O que é de enlouquecer mesmo são essas paredes brancas. O que é que meus pais estavam pensando quando me trouxeram pra cá?

Eu não tenho nada a ver com esses loucos. Eu não estou louca, estou apaixonada. Isso não é motivo pra internar alguém em um hospício.

Só fazem 24h e eu tenho quase certeza que vou começar a surtar.

— Senhorita Júlia Mackenzie.

Estou sentada de pernas cruzadas na minha enorme cama de casal. Não me dou o trabalho de levantar os olhos para analisar mais um dos velhos médicos que já passaram por aqui.

— Senhorita? - Ele insiste. Respiro fundo. E encaro o homem de jaleco a minha frente. Ele não é velho, nem um pouco.

— Sou o doutor Tyler Harrison, neurologista.

— E por que eu preciso de um neurologista?

— Faço parte da junta médica desenvolvida para cuidar do seu caso. - Sua paciência me comove, mas vamos ver até quando dura.

— Você não é muito novo pra ser médico? - Deito de barriga para baixo e apoio o queixo nas mãos.

— Sou formado e capaz de cuidar do seu caso, não se preocupe.

— Eu não vou. - Me viro de barriga para cima e o encaro. — Será que você é como os velhos chatos daqui ou eu tenho um bônus por você ser quase da minha idade?

— O que quer dizer?

— Você sabe. Este monte de velhos acha que eu tenho que estar aqui, mas a verdade é que eles não sabem a diferença entre estar apaixonada e estar louca.

— E qual a diferença?

Paro pra pensar. Olho para o teto como se a resposta pudesse estar lá. Depois me levanto e sento, encarando-o. A pergunta me pegou de surpresa.

— Eu não sei a diferença. - Admito.

— Quando estamos apaixonados é quase como se beirássemos a loucura. Não há mal nenhum nisso.
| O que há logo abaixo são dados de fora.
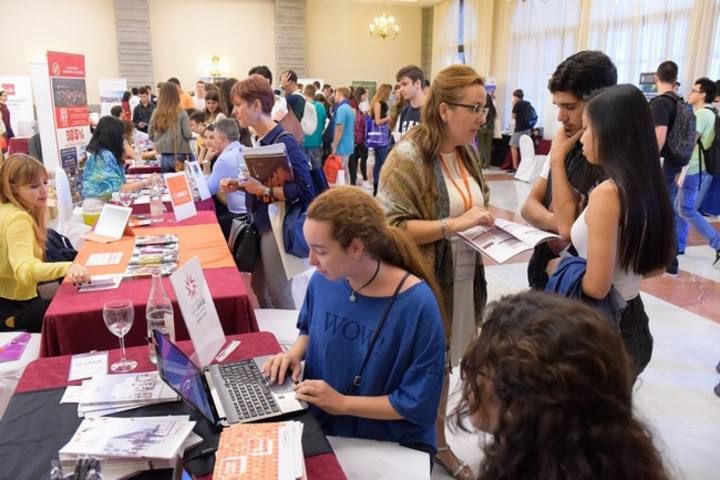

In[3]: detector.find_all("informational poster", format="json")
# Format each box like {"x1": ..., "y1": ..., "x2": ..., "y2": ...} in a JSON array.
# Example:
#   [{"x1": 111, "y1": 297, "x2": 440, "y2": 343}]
[
  {"x1": 0, "y1": 75, "x2": 35, "y2": 137},
  {"x1": 98, "y1": 78, "x2": 127, "y2": 117},
  {"x1": 47, "y1": 51, "x2": 90, "y2": 200}
]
— Experiência própria ou estudo? - Sua resposta despertou meu interesse.

— Um pouco dos dois.

Volto para minha posição relaxada, deitada de barriga para baixo.

— Se estar apaixonado é como estar louco, por que os manicômios não estão lotados?

— Há uma linha tênue entre estar louco de paixão e perder o juízo por causa disso.

— E este é o motivo pelo qual estou aqui?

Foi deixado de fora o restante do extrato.